Die Sternklare (The Starry Woman) — character study after Elias Canetti
solo percussion: vibraphone, crotales (2 octaves), 2 tam-tams, 2 Thai gongs, 2 suspended cymbals, glass wind chimes.
c.5:00
to Christopher Deane
May - June 2006
Gregory Beyer, percussion
Jacob Garcia, percussion
Laurel Black, percussion
Jacob Garcia, percussion
Christopher Deane, percussion
Jacob Garcia, percussion
Christopher Deane, percussion
score (pdf)
audio recording (Soundcloud)
Studio recording, August 2010, University of North Texas (Denton, TX); Christopher Deane, percussion.
photographs
Performance of Die Sternklare and four other Canetti studies for Voices of Change Salon program (Dallas, TX; 6 March 2011).

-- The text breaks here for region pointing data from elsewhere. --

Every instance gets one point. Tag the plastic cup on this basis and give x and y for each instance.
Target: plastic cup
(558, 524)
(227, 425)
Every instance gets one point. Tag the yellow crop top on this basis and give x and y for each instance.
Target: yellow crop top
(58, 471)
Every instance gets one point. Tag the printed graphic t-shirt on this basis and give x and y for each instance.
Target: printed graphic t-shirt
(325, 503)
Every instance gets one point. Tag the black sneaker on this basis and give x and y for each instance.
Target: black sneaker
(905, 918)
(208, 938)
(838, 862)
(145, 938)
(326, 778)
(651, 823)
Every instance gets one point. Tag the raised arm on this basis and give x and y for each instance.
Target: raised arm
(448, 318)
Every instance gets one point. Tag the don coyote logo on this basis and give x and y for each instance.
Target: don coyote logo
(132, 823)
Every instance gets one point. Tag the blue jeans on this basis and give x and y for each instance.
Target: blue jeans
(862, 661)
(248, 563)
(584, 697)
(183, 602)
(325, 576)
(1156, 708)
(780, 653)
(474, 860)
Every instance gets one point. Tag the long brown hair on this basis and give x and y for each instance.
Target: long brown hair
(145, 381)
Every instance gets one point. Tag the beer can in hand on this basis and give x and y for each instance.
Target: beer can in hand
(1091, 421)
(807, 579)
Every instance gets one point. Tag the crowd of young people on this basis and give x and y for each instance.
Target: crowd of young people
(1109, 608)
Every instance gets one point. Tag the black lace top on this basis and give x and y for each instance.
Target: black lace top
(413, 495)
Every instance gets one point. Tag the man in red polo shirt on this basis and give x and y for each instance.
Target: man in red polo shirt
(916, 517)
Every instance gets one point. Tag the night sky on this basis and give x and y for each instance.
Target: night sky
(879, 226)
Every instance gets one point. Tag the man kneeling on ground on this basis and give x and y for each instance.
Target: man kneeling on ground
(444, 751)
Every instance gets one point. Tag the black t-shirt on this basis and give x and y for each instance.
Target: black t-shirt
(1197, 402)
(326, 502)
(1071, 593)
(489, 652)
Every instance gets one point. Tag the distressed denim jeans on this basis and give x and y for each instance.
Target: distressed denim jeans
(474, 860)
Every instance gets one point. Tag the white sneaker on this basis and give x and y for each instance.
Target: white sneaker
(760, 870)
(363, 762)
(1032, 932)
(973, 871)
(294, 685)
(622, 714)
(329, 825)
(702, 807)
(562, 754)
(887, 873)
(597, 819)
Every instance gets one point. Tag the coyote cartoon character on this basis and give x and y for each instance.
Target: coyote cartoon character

Die Sternklare (The Starry Woman) is the ninth in a series of short works for solo instrument based upon characters in Der Ohrenzeuge: Fünfzig Charaktere (Earwitness: Fifty Characters), written in 1974 by the Bulgarian-born British-Austrian novelist Elias Canetti (1905-1994). Canetti’s distinctive studies incorporate poetic imagery, singular insights, and unabashed wordplay to create fifty ironic paradigms of human behavior. This collection, begun in 1997, was inspired by the vividly surreal depictions of Canetti’s characters, and comprises twenty-two solo works to date—composed for familiar instruments such as violin, guitar, piano, and trombone, as well as less common instruments such as ocarina, cimbalom, glass harmonica, and carillon. In Canetti's depiction of this character, the Starry Woman "shuns the crude light of the sun. [She] sighs in relief when the sun is gone and she wishes it would never come again... Her skin is as pure as the light of the sun. But she does not realize this in herself. Her only mirror is the illuminated night, and this mirror consists of so many dots that it has no unity."
Die Sternklare was completed in June of 2006 and composed for percussionist Christopher Deane, who first performed the work at the University of North Texas on 20 February 2007. It is included on the album Improbable Encounters (innova 873, 2014).